ServiceURL / AddressPurpose
Leo Counter Apphttp://localhost:8080Main web interface
PhpMyAdminhttp://localhost:8082MariaDB visual admin
Mailhoghttp://localhost:8025Local email capture
Reverb WebSocketsws://localhost:8085Real-time event bus

Maintenance Commands

Managing the systemd Service

The installer registers leo-counter.service with systemd.

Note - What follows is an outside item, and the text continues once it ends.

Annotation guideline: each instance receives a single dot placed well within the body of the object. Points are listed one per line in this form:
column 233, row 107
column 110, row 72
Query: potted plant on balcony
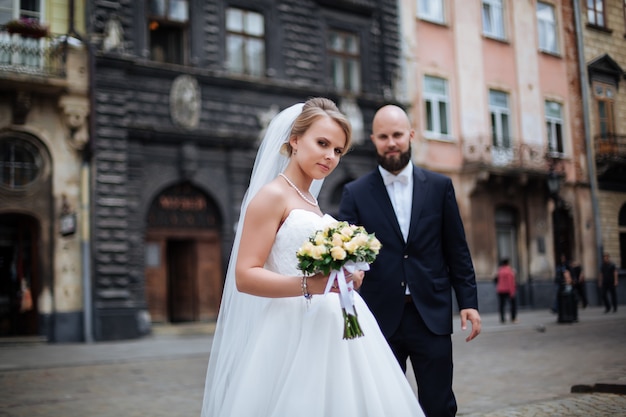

Use these commands to control the application:
# Stop all Leo Counter containers
sudo systemctl stop leo-counter.service

# Start all containers
sudo systemctl start leo-counter.service

# Check running status and recent log output
sudo systemctl status leo-counter.service

# View the systemd journal for the service
journalctl -u leo-counter.service -f

Direct Docker Compose Commands

If systemd is unavailable or you prefer working directly with Docker:
# Stop all containers
docker compose down

# Start all containers in detached mode
docker compose up -d

# Restart a single container (e.g., after an .env change)
docker compose restart app

Updating Leo Counter

To pull new code and rebuild:
git pull origin main
docker compose build --no-cache
docker compose up -d
docker compose exec -T app php artisan migrate --force
docker compose exec -T app php artisan config:cache
docker compose exec -T app php artisan route:cache
docker compose exec -T app php artisan view:cache
docker compose exec -T app php artisan event:cache

Checking Logs

When something goes wrong, the first place to look is the Laravel application log:
# Print the full Laravel log from inside the container
docker compose exec app cat storage/logs/laravel.log

# Stream live output from all containers
docker compose logs -f app

# Stream only the queue worker logs
docker compose logs -f queue-worker
If you see a blank or missing storage/logs/laravel.log, the container may not have write access to the storage directory. Check that the directory permissions are set correctly (chmod 775 storage storage/logs) and that the Docker volume mount is working (docker compose exec app ls -la storage/logs).